As deferral of dental equipment benefits moves to PPO, reimbursement rates continue to decline, leaving many offices in the midst of escalating overheads and declining cash flows and profit margins. Correct coding is crucial to maximize reimbursement, increase cash flow, and minimize errors that can result in fines or worse. Every year, a thorough coding review is required. There are four places to start here.

Fluorocode D1208 and D1206
The fluorine codes D1203 and D1204 for fluoride treatment of children and adults are replaced by code D1208 for use in children and adults. Many of the offices reporting the old norms are likely not reimbursed for these procedures. Restrictions on fluoride varnish code D1206 have been phased out, limiting the use of highly carious patients. The D1206 is suitable for child and adult reporting and pays higher UCR than D1208.
 
D0140: Limited Oral Assessment - Problem Concentration or D9110 Palliative (Emergency) Treatment of Dental Pain
D9110 is an underutilized code. In the vast majority of cases, office code D0140 is urgently accessed to treat patients for pain or discomfort. D0140 is an evaluation code, limited to the "Evaluate Every Six Months" or "Evaluate Twice" rules. Consider reporting D9110 for minor non-deterministic surgery to reduce discomfort, sensitivity, or pain in emergency situations. D9110 is a program code that does not use one of the exam limits. This palliative code pays for a higher UCR than D0140. When reporting D9110, include the desired narrative. Palliative treatment D9110 should not be used with a clear procedure.

D0180: Comprehensive Periodontal Evaluation - New or Established Patient
For established periodontal patients, patients with signs or symptoms of periodontal disease and patients with risk factors such as smoking and diabetes may report this assessment code. D0180 requires a complete and detailed periodontal assessment, including full mouth detection and detailed charts. D0180 may be reported in the same access as D4910. However, it may be downgraded to D0120 fee. Do not report D0180 except D0150 composite assessment. D0180 usually pay UCR slightly higher than D0150.

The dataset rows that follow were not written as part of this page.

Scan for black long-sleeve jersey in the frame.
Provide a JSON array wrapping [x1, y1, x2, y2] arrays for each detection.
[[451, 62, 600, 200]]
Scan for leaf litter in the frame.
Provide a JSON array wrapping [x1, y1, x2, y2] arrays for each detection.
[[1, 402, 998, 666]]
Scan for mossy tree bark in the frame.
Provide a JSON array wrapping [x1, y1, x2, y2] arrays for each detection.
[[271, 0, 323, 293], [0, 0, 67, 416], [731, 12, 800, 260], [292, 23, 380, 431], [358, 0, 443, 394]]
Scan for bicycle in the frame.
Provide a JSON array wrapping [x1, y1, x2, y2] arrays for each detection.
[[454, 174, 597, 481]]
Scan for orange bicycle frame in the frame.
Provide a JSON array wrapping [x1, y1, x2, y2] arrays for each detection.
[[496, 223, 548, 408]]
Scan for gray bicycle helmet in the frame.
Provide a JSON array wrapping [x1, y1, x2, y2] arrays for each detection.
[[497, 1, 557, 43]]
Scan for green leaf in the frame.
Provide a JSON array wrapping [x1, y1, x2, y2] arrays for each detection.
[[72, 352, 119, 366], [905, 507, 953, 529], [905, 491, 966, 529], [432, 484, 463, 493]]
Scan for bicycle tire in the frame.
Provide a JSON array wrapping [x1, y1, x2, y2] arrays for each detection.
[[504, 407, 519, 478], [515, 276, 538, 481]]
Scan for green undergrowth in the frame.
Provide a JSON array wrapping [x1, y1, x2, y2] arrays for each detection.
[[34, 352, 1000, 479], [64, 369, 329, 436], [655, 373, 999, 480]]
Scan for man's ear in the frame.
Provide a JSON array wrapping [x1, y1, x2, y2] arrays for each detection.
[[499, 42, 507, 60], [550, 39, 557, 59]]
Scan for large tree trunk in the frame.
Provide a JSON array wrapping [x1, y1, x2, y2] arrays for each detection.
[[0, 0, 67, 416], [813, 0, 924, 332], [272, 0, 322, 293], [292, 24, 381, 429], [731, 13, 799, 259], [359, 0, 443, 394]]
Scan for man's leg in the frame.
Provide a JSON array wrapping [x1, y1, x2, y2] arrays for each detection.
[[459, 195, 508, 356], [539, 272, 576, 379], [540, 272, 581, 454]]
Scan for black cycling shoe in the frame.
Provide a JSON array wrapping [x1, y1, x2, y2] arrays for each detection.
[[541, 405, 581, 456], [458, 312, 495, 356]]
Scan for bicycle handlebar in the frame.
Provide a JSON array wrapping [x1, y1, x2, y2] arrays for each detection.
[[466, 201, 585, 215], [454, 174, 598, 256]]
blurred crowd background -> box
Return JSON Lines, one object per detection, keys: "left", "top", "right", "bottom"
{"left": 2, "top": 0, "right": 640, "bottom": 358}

D1352: Preventive Resin Repair Risk for Moderate to Highly Carious Patients - Permanent Teeth
D1352 is a conservative repair of active cavitary lesions in depressions or crevices that do not extend into the dentin and includes a non-carious fissure or pit that places the sealant on any radiation. Do not report this prophylactic resin repair if preparation and decay extend to dentin. See single-sided composite material D2391. If there is no active decay in the enamel, do not report this preventative repair. Sealant see D1351. Do not report D1352 as the main tooth. According to Dr. Charles Blair, some programs will pay more than twice the cost of sealants, but less than single-sided composites, and some dental instruments programs will pay for the benefits of alternative sealants.